Ivan Santos disse...

Bali... :-)

Adriano Reis (conta.storia@gmail.com) disse...

Força ai irmão!

Cabeças duras é uma questão de continuar a bater até que atina.

Má nada!

Anónimo disse...

Caros,
Os Homens da Cultura sempre sofreram e o sofrimento faz parte da sua inspiração.O Schofield não é uma excepção.
Como disse e muito bem o Schofield, os políticos não fazem a cultura mas sim, facilitam-a.
E disse ainda mais, que são precisas novas motivações, depois da Claridade e luta de libertação, para que o artista tenha também novas inspirações.
As incertezas, as frustrações e as desilusões são uma constante e motores de combustão da arte em toda a sua diversidade.
Schofield terá muitos mais momentos de frustração na sua vida artística, mas saberá, com inspiração e elevação próprias dum artista, utilizar esses momentos e criar novas coisas belas, como tem feito.
Quem conhece a vida e obra e viu o documentário do Camilo Castelo Branco, na RTP África, ontem (dia 17/07/10), entenderá o que eu quero dizer.
Homem da Cultura(a todos os níveis) que não sofre, não produz em devida qualidade !!!
A criação do mundo não me tocou porque não fiz parte dela.
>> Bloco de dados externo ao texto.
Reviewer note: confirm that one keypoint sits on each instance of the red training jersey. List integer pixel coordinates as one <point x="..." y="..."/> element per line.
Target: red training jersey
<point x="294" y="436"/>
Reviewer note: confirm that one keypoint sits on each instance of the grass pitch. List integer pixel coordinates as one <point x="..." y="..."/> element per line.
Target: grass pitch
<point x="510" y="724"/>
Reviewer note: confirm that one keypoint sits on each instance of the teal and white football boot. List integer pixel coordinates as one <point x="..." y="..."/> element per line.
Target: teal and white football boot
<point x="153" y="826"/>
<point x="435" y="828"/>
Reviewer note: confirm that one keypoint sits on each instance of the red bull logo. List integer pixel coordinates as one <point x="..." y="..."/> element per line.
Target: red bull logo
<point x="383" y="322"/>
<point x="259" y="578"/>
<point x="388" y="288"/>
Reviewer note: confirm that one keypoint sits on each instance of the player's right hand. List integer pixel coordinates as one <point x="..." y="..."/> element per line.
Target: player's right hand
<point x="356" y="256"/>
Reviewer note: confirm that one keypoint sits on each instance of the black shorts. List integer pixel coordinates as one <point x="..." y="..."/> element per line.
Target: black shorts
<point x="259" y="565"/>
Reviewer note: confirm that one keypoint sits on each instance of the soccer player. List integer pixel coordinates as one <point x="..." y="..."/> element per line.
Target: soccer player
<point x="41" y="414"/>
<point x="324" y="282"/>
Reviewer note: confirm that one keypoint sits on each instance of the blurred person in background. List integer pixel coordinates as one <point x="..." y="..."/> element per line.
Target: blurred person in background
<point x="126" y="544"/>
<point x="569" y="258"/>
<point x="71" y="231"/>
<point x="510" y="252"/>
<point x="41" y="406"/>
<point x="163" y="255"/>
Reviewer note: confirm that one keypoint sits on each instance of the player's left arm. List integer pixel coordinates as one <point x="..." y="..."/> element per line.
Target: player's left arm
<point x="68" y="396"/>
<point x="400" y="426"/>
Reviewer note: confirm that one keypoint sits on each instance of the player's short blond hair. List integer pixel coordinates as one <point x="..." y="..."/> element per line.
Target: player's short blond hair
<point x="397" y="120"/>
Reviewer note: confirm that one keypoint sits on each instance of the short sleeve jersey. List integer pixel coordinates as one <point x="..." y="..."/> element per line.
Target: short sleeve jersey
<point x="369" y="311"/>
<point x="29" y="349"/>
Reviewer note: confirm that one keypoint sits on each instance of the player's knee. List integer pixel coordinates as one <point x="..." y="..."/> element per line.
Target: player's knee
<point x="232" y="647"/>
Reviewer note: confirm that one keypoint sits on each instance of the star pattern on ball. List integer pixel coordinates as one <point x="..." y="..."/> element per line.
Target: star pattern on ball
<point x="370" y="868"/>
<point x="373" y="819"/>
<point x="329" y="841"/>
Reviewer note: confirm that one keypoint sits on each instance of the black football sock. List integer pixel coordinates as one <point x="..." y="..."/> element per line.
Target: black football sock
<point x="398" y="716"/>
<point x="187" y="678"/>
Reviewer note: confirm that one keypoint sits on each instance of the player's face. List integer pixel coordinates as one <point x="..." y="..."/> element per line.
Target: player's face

Perfeita e bela demais para me inspirar o que quer que fosse.
O mundo ruiu e a obra nasceu e esse artista que sonhei ser um dia, renasceu das cinzas e foi feliz.
Que tamanha contradição e porventura mau gosto (mas gostei do que disse).
Tentar atirar as culpas aos políticos, também faz parte desse sofrimento e frustração.

Bem haja Schofield.

Olavo disse...

...a discussão sobre a promoção da cultura em geral e da criação artística em particular é essencial. O que dela resultar será determinante para depassarmos um certo momento histórico de absoluta letargia nesse campo. No entanto, não acredito que possamos fazer essa discussão sem entrar no assunto tabu dos paradigmas que sutentam os sucessivos modelos de desenvolvimento (político, económico, etc.) pelos quais optamos nos últimos 35 anos. A ausência de verdadeiras políticas nesse sector e essa visão de "cultura-diversão" de que fala o Schofield é absolutamente coerente com esses modelos. Aliás, quando o João Branco falava numa crónica para um jornal da "necessidade" do Ministério da Cultura ser uma espécie de "Ministério da Dor" eu pensava com meus botões "mas, a dor é uma sensação humana" não das coisas e, é isso que essas opções nos tranformaram: em coisas. Os caboverdianos são coisas. Somos contribuites, hipertensos, eleitores, consumidores, alcoólicos...a promoção e criação da cultura é feito por homens e para homens!